Decisão do Tribunal Administrativo da Província de Tete
Resposta da Justiça Ambiental
O Tribunal Administrativo da Província de Tete proferiu o Acórdão nº 03/TAPT/2016; 29 de Fevereiro de 2016, que decide negar provimento e causa de pedir na acção da Justiça Ambiental. Resumidamente, alega este Tribunal que o Estado é parte ilegítima no processo porque o mesmo, ao celebrar o contrato mineiro com a JINDAL, transferiu da sua esfera jurídica o poder decisório, para além de direitos de fruição e os deveres inerentes para a esfera jurídica desta mineradora. Esta alegação é uma evidência de que o presente tribunal admite que o Estado não tem responsabilidades para com as famílias camponesas em causa no contexto do reassentamento pela actividade mineira em apreço. Além disso, alega o Acórdão que a Providência Cautelar de intimação para o comportamento deve ser proposta contra órgão administrativo, particulares ou concessionários que violem normas de direito administrativo ou direitos fundamentais ao abrigo do nº 1 do artigo 144 da LPPAC e que o Estado não é órgão administrativo, particular tampouco concessionário. No que diz respeito à JINDAL, resulta do Acórdão que esta empresa, embora parte legítima no processo em questão, está a levar a cabo o processo de reassentamento e de pagamento das compensações. Este Acórdão reconhece que as famílias camponesas em causa não foram reassentadas e vivem dentro da concessão mineira em que a JINDAL opera. No entanto, ao mesmo tempo, o Acórdão defende que a JINDAL está a levar a cabo o reassentamento e compensações das famílias afectadas, mas não demonstra quais os critérios e prazo para a sua
A Justiça Ambiental não concordando com a decisão proferida no Acórdão supra, por considerar infundada, contrária ao Direito e com significativas contradições, recorreu do mesmo para a Primeira Secção do Contencioso Tribunal Administrativo, em Maputo, no dia 16 de Março de 2016, O recurso –Nº25/2016/1ª – corre os seus trâmites legais, pelo que se aguarda uma decisão independente sobre o caso, em conformidade com a lei e a justiça.
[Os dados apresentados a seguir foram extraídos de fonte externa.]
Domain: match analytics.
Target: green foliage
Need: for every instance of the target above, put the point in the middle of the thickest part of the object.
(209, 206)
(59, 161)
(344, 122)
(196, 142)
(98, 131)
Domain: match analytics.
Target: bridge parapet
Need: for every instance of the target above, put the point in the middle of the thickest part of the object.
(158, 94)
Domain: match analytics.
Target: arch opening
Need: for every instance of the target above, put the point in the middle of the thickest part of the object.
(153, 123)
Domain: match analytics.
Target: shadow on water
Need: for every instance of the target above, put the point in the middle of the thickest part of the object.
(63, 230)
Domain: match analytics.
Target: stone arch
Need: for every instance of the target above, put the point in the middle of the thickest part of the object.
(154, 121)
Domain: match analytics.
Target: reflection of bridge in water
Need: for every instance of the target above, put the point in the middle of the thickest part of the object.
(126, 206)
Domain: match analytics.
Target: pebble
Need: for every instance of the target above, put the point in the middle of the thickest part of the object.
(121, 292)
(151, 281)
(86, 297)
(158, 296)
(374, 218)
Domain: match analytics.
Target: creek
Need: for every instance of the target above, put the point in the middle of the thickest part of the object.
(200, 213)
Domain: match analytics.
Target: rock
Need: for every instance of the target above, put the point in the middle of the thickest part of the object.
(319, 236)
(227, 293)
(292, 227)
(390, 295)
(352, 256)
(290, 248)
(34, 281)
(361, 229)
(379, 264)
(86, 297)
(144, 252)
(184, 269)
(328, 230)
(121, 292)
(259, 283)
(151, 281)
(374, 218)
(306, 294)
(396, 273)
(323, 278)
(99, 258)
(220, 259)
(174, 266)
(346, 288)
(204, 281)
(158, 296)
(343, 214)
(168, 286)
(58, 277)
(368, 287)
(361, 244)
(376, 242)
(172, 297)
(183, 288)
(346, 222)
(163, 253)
Conclusão Neste processo, o Estado Moçambicano goza de legitimidade passiva à luz da Constituição da República, conjugado com o disposto no nº 1 do artigo 144 da LPPAC, na medida em que é responsável pela protecção e garantia dos direitos e liberdades fundamentais e em nenhuma circunstância o Estado transfere estas responsabilidades para qualquer que seja a empresa ou entidade particular. Cabe ao Estado adoptar todas a medidas necessárias para garantir a efectivação dum reassentamento justo nos termos da lei e em tempo útil. O órgão administrativo de que se refere o nº 1 do artigo 144 da LPPAC constitui órgão do Estado. A actuação ou responsabilidades de um órgão do Estado é rigorosamente do Estado. Pelo que, a alegada ilegitimidade passiva do Estado no acórdão carece de fundamentos de Direito. Nos termos da Lei, a justa compensação e/ou reassentamento justo, por motivo de utilidade pública, conforme é o caso, deve ser feita em tempo útil e deve resultar na melhoria das condições de vida com a devido respeito pela dignidade humana.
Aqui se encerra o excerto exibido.